The feature "the first sun gear is connected to the housing in a rotationally fixed manner" means in particular that the first sun gear is permanently connected to the housing in a rotationally fixed manner. Within the scope of the invention, the feature "two components of a transmission device, such as, for example, a first sun gear and a housing or an input shaft and a second sun gear, are permanently connected to one another in a rotationally fixed manner" means that the permanently connected components are always or always connected to one another in a rotationally fixed manner, so that no switching element is provided, such as to be able to selectively and reversibly establish and again release the permanently connected, rotationally fixed connection.

By the feature "the first sun gear can be connected to the housing", for example, it is meant that a first switching element is provided, by means of which the first sun gear can be connected to the housing in a rotationally fixed manner and by means of which it can be fixed to the housing in a rotationally fixed manner.

The feature "the second ring gear is connected to the housing in a rotationally fixed manner" means in particular that the second ring gear is permanently connected to the housing in a rotationally fixed manner. Furthermore, for example, the feature "the second ring gear is connectable to the housing in a relatively non-rotatable manner" means that a second switching element is provided.

The feature "two components of the transmission are connected in a rotationally fixed manner to one another, i.e. for example, wherein the two components are connected in a rotationally fixed manner to one another" means that the two components connected in a rotationally fixed manner, in particular the components connected in a rotationally fixed manner, are arranged coaxially to one another and are connected to one another such that the two components connected in a rotationally fixed manner, in particular the two components connected in a rotationally fixed manner, rotate or are rotated at the same angular velocity, in particular about the rotational axis and/or relative to the housing.

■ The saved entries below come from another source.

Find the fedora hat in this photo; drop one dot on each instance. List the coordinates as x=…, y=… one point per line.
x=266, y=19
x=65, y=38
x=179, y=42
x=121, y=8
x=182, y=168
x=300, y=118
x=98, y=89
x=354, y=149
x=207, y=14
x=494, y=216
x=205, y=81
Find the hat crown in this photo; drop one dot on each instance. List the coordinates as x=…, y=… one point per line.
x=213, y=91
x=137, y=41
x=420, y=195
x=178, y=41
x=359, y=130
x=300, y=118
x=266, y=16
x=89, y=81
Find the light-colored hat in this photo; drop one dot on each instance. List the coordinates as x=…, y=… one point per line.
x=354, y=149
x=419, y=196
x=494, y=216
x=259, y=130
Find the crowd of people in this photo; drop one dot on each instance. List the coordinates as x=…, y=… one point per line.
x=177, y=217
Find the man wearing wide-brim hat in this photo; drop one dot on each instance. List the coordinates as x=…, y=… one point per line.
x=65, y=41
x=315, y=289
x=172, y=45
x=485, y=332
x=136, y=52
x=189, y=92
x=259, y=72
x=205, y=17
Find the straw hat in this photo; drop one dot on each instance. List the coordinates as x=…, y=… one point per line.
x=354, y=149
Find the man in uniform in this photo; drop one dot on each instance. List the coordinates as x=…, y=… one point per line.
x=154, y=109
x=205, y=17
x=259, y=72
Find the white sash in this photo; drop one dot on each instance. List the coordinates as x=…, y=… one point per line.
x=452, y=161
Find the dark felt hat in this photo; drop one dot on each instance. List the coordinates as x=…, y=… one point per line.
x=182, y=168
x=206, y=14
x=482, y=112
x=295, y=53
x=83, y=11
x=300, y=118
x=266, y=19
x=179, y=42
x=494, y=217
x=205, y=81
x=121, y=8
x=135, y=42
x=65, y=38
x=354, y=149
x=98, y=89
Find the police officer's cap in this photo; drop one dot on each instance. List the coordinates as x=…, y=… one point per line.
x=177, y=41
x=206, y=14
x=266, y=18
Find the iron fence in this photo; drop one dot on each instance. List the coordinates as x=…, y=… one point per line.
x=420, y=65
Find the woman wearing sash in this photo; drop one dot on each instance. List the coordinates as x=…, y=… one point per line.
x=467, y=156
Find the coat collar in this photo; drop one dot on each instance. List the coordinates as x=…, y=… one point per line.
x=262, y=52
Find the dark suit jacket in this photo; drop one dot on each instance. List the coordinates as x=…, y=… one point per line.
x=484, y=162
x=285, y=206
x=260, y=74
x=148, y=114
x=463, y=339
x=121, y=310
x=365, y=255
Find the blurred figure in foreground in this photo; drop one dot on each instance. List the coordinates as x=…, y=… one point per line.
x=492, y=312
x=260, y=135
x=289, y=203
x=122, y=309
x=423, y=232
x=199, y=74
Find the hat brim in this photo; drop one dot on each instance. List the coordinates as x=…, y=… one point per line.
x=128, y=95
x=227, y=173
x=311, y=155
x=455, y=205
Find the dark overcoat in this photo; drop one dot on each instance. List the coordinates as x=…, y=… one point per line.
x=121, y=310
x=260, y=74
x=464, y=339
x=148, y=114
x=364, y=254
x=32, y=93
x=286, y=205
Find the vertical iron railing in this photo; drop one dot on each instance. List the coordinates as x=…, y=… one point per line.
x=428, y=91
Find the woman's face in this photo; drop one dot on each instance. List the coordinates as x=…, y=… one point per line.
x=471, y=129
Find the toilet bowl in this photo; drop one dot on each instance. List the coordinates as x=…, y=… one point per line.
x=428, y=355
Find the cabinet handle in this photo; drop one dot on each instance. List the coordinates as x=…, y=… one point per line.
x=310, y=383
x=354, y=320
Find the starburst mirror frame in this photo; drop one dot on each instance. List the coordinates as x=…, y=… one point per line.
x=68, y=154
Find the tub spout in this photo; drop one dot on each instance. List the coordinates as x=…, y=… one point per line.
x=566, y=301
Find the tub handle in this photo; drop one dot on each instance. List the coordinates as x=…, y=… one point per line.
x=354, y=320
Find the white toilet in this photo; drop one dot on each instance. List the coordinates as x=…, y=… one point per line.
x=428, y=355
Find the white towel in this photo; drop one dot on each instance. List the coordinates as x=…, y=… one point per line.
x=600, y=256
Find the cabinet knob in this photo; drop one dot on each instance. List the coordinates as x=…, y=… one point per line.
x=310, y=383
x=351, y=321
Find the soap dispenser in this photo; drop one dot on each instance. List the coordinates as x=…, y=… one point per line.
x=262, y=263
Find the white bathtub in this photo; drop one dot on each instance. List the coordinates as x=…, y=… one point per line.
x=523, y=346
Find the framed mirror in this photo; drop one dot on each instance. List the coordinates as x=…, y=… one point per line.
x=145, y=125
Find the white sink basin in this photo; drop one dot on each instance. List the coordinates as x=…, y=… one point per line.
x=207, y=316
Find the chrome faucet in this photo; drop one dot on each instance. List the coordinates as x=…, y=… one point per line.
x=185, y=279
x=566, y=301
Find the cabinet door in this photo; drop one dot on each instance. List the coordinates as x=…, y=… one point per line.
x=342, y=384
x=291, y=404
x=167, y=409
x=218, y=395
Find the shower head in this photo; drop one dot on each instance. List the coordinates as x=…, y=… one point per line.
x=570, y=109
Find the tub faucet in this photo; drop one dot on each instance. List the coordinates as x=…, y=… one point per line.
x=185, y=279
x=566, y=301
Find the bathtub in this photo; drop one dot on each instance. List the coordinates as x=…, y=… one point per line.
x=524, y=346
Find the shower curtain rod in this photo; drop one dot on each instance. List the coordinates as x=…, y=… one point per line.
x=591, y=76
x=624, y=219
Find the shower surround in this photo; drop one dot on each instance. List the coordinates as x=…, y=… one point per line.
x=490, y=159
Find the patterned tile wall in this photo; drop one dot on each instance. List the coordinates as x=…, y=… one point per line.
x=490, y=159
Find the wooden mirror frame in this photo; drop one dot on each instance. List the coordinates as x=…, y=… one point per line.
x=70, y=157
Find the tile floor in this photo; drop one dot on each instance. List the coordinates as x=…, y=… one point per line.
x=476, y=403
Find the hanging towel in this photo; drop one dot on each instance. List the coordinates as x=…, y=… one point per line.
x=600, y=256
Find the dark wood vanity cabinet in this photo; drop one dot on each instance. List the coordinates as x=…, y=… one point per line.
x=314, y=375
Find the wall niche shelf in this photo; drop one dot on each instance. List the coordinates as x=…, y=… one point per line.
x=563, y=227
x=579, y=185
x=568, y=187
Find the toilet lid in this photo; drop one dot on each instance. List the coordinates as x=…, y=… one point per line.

In order to be able to achieve a very favorable gear ratio in a space-saving and weight-saving manner, in a further embodiment of the invention, it is provided that the transmission device has a gear stage, which is arranged upstream of the input shaft or downstream of the output shaft, in addition to the planetary gear set. If this gear stage is arranged in front of the input shaft, the input shaft can be driven by or through the gear stage. If this gear stage is arranged behind the output shaft, it can be driven by the output shaft and thus by the planetary gear.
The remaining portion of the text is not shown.